AI Bias in Resume Screening: Why LLMs Favor Resumes Written by AI (2025 Study)
8 min read · Updated June 5, 2026
By Bogdan
In short
A 2025 study published at ACM EAAMO/AIES (Xu, Li & Jiang, arXiv:2509.00462) tested seven major LLMs — GPT-4o, GPT-4-turbo, GPT-4o-mini, LLaMA 3.3-70B, Mistral-7B, Qwen-2.5-72B, and DeepSeek-V3 — and found that AI screeners systematically prefer resumes written by their own model over identical human-written or competitor-AI versions. GPT-4o picked its own resume 82% of the time; LLaMA 3.3-70B 79%; DeepSeek-V3 72%; the rest 65–82%. In simulated hiring across 24 occupations, candidates who used the same LLM as the recruiter's screener were 23–60% more likely to be shortlisted than equally qualified candidates with human-written resumes — the largest disadvantage in business roles like sales and accounting. The cause: low-perplexity (familiar-to-the-model) text wins on autopilot. Practical takeaway: write the substance of your CV yourself, use AI only to polish wording, never paste an AI-generated CV verbatim if you don't know what screening model the employer uses, and disclose AI assistance if a role asks for that policy.

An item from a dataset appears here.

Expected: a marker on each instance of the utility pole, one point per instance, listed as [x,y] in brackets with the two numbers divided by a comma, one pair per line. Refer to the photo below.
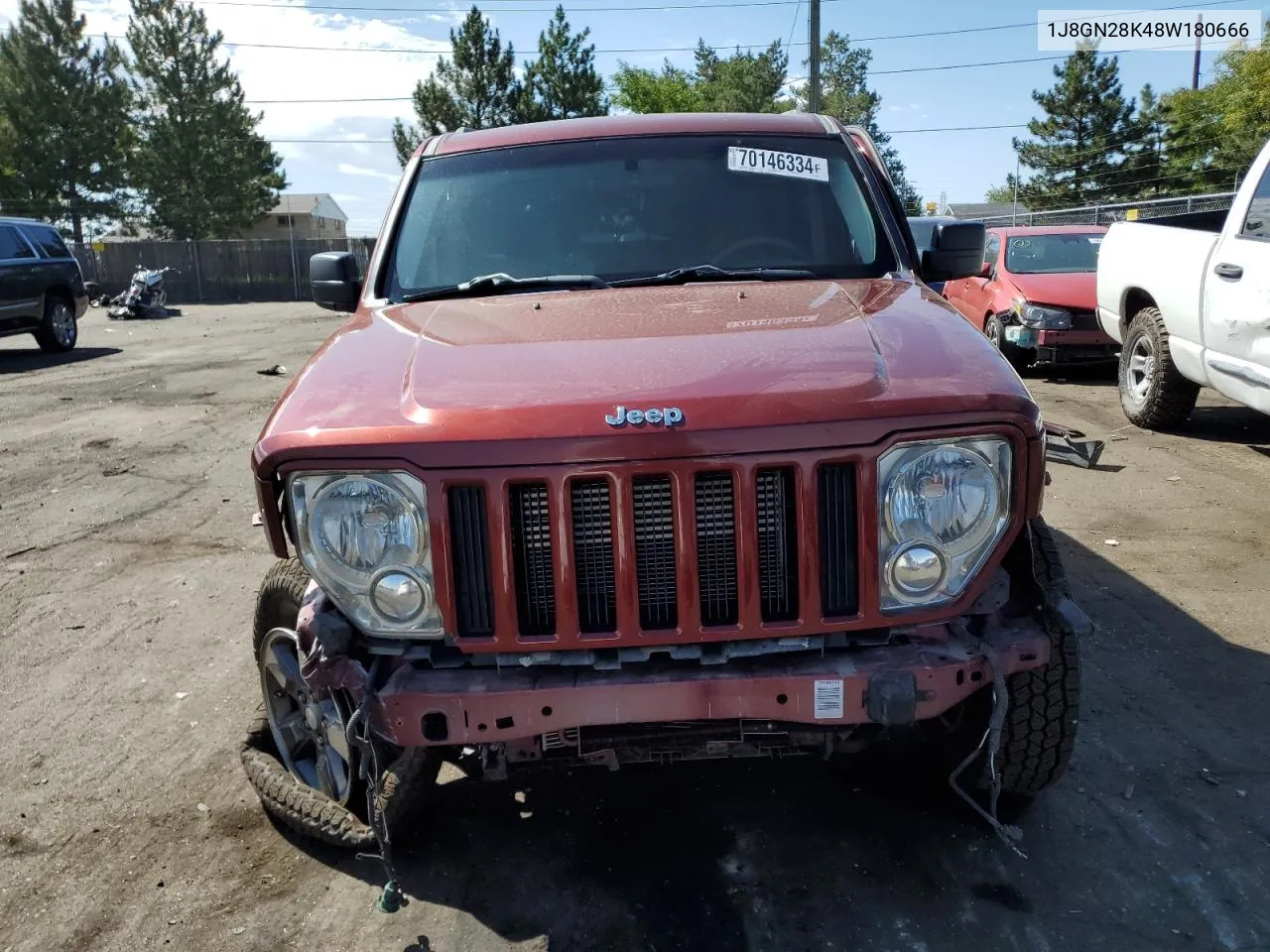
[813,28]
[1199,19]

What the study actually found
In September 2025, three researchers — Jiannan Xu (University of Maryland), Gujie Li (Cornell), and Jane Yi Jiang — released a paper titled "AI Self-preferencing in Algorithmic Hiring: Empirical Evidence and Insights" (arXiv:2509.00462; presented at ACM EAAMO 2025 and AIES 2025). It's the first large-scale empirical test of a question the AI fairness community had been circling for two years: when LLMs evaluate text, do they secretly prefer text that sounds like their own writing?
The setup was clean. They took 2,245 anonymized real resumes from LiveCareer.com, spanning 24 occupational categories. For each resume, they generated AI rewrites using seven LLMs — three commercial (GPT-4o, GPT-4-turbo, GPT-4o-mini) and four open-source (LLaMA 3.3-70B, Mistral-7B, Qwen-2.5-72B, DeepSeek-V3). Then they asked each model to evaluate pairs of resumes (one written by itself, one by a human or competitor model) and pick the stronger candidate. Content quality was controlled for — same role, same experience, same achievements — only the prose surface differed.

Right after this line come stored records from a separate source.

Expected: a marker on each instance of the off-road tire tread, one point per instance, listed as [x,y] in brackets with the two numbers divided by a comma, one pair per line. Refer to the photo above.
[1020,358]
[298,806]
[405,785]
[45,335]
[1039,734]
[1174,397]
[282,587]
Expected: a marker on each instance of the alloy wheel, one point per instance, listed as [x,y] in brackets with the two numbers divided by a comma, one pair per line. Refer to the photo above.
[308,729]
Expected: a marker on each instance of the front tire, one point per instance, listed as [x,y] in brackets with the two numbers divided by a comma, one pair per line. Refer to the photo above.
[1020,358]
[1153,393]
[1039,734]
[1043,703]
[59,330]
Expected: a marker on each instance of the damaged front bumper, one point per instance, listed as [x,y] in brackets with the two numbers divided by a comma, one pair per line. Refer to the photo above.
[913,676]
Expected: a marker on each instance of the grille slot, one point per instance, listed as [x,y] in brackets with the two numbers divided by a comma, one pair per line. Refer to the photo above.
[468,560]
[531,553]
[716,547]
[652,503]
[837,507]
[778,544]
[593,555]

The result: every model preferred its own writing, often dramatically. Per-model self-preference rates against human-written resumes:
- GPT-4o — 82% (picked its own resume 4 out of 5 times)
- LLaMA 3.3-70B — 79%
- DeepSeek-V3 — 72%
- GPT-4-turbo and Qwen-2.5-72B — both above 65%
- Mistral-7B — 28% (one of the few near-neutral results)

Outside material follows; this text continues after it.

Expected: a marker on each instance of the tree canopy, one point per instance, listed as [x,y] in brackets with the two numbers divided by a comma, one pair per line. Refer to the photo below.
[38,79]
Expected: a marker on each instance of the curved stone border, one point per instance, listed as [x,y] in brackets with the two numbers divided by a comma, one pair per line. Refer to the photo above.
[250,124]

- LLaMA 3.2-3B (the smallest tested) — 11.6% (the smallest models showed almost no bias, suggesting the effect scales with model capability)
Critically, the bias survived robustness checks. Matching the resume pairs for semantic content via BERTScore and ROUGE-L, or for writing style via LIWC linguistic features, didn't make it go away. The preference wasn't tracking quality or style — it was tracking whether the text sounded like the evaluating model's own outputs.
Why this happens — the perplexity mechanism
LLMs internally score every input by perplexity — roughly, how surprised the model is by each next token. Text the model would have plausibly generated itself has low perplexity (predictable, familiar); text written in an unfamiliar style or with rare phrasings has high perplexity. The Xu/Li/Jiang study found that when LLMs are asked to rate text quality, they assign significantly higher scores to lower-perplexity passages — even when actual content quality is identical.
The simplest way to think about it: an LLM evaluator isn't really judging "is this a good resume?" It's running a half-conscious calculation of "does this resume look like the kind of thing I would have written?", and then projecting that fluency-recognition onto quality. Familiarity → fluency → judged as higher quality. Lower perplexity beats higher perplexity, full stop, even when both candidates are objectively equally good.
This is the same psychological mechanism humans have when we judge writing that mirrors our own style as "clearer" or "more professional" — but in LLMs it operates much faster and with no introspection. The researchers note this is not a bug in any specific model. It's a systemic property of how transformer-based language models score text. Every major LLM exhibits some version of it.
The real-world impact — 23-60% more shortlists
Knowing that one LLM prefers its own writing by 82% in a controlled pairwise test is academically interesting. The real question is: does this matter when you're competing against a stack of other candidates for an actual job?
To find out, the authors ran simulated hiring pipelines across all 24 occupational categories. In each round: a pool of candidates was assembled, some had their resumes refined by GPT-4o (the recruiter's screening model), others used different LLMs, others kept their original human-written resumes. The screening LLM then ranked the pool and produced a shortlist.
Candidates whose resumes had been refined by the same LLM as the screener (GPT-4o → GPT-4o) were 23-60% more likely to make the shortlist than equally qualified candidates with human-written resumes. The largest disadvantages — closer to the 60% end — appeared in business-oriented occupations: sales, accounting, marketing, customer service. The smallest gaps appeared in technical roles where resume content (specific tools, languages, certifications) outweighs prose style.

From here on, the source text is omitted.